Indeed, let us reverse the roles for a moment, and imagine that we are dealing, not with a callous man's humiliating public account of his evening with a naive, vulnerable woman, but rather a callous woman's humiliating public account of her evening with a naive, vulnerable man. (I'll leave the details of the hypothetical humiliation to the reader's imagination.) How many people would feel genuine outrage at his victimization, as opposed to gamely advising him to "chalk it up to experience" and move on?

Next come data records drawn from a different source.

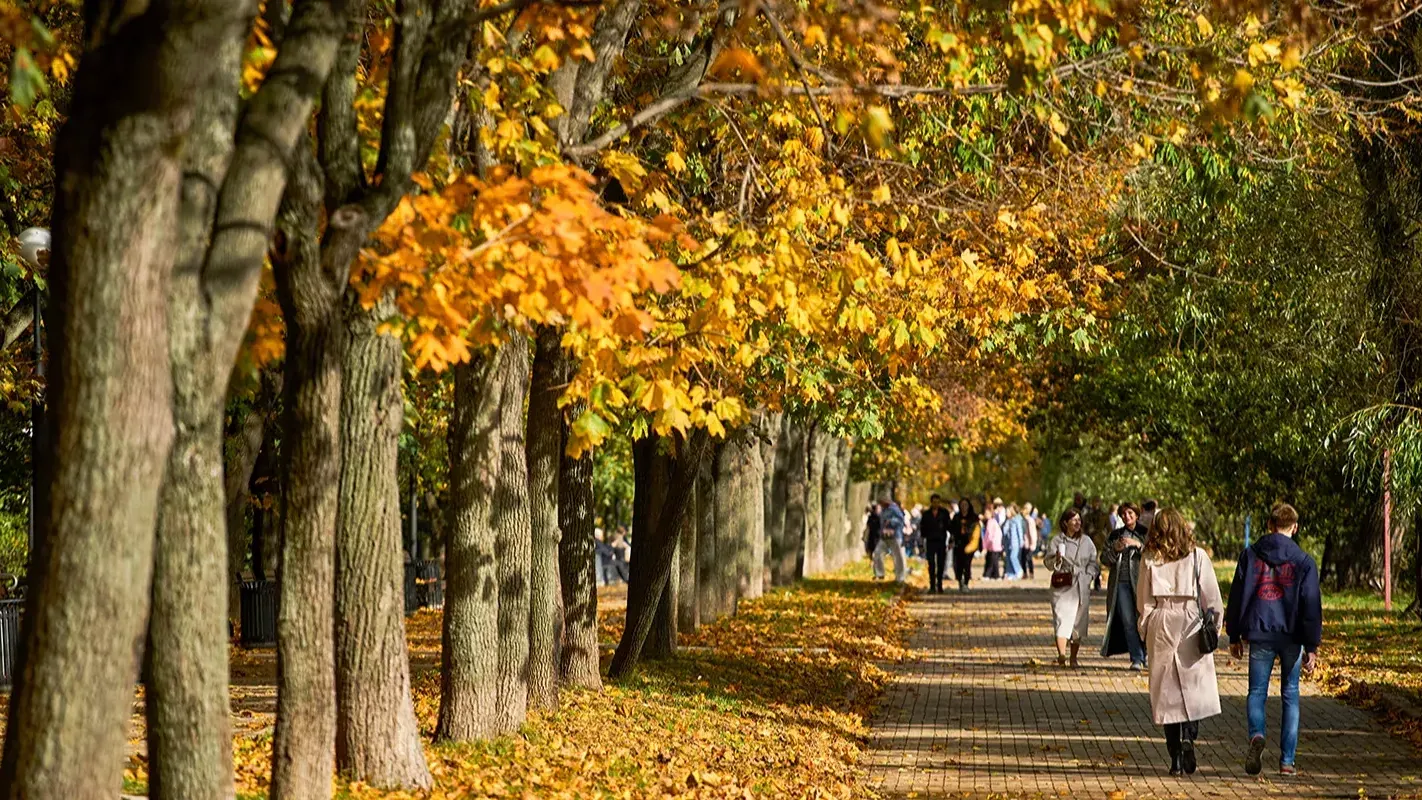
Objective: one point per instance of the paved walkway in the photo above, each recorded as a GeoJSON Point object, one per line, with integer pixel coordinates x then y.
{"type": "Point", "coordinates": [986, 712]}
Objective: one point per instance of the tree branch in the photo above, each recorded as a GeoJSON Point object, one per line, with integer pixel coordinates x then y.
{"type": "Point", "coordinates": [256, 176]}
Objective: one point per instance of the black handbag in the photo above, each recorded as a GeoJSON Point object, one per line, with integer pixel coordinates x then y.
{"type": "Point", "coordinates": [1209, 624]}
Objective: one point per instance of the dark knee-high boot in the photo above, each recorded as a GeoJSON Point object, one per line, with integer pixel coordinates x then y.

Being a bit of a softhearted type myself, though, I recognize that people make foolish decisions sometimes, and don't necessarily deserve public humiliation for them. Of course, a glance at Max' Website makes it clear that for a woman, giving this fellow so much as the time of day is more than a run-of-the-mill foolish decision. What could possess any woman, let alone an abstinence activist, to hook up with this guy? An obvious answer--again, one that someone more coldhearted than myself would give--is that the lady doth protest too much, and her advocacy of abstinence and temperance is a hypocritical overcompensation for a shamelessly uninhibited streak. But then, Katy Johnson makes a bad poster child for Max' depredations in any event, since she can apparently take care of herself--winning, for example, a court injunction against him.

Much sadder are the numerous cases of horribly messed-up women whose tales Max recounts with a kind of rubbernecker's detached fascination--even as he himself instigates the accident. It is these women on whom Volokh's correspondent presumably took pity in condemning Max so bitterly. (And I daresay that more than a few otherwise intelligent, sensible women--and men, for that matter--have managed to make fools of themselves at one time or another in their choice of opposite-sex companion.)

But if effectively throwing the book at Max--whether legally or merely socially--is a legitimate means to protect women against his like, then what about, say, the methods proposed by Katy Johnson? Aren't more of the kind of vulnerable women susceptible to Max' charms likely to be protected by social norms that promote abstinence and sobriety than by the occasional court injunction against a cad's Website? Given the existence--indeed, ubiquity--of Tucker Maxes in the world, might it not be more productive for the prevailing culture to fortify people in advance against their lures than to attempt (fecklessly, we can assume) to deter them with social opprobrium?

Something tells me that neither the free speech advocates nor the cad-bashers will think to draw that lesson from the episode.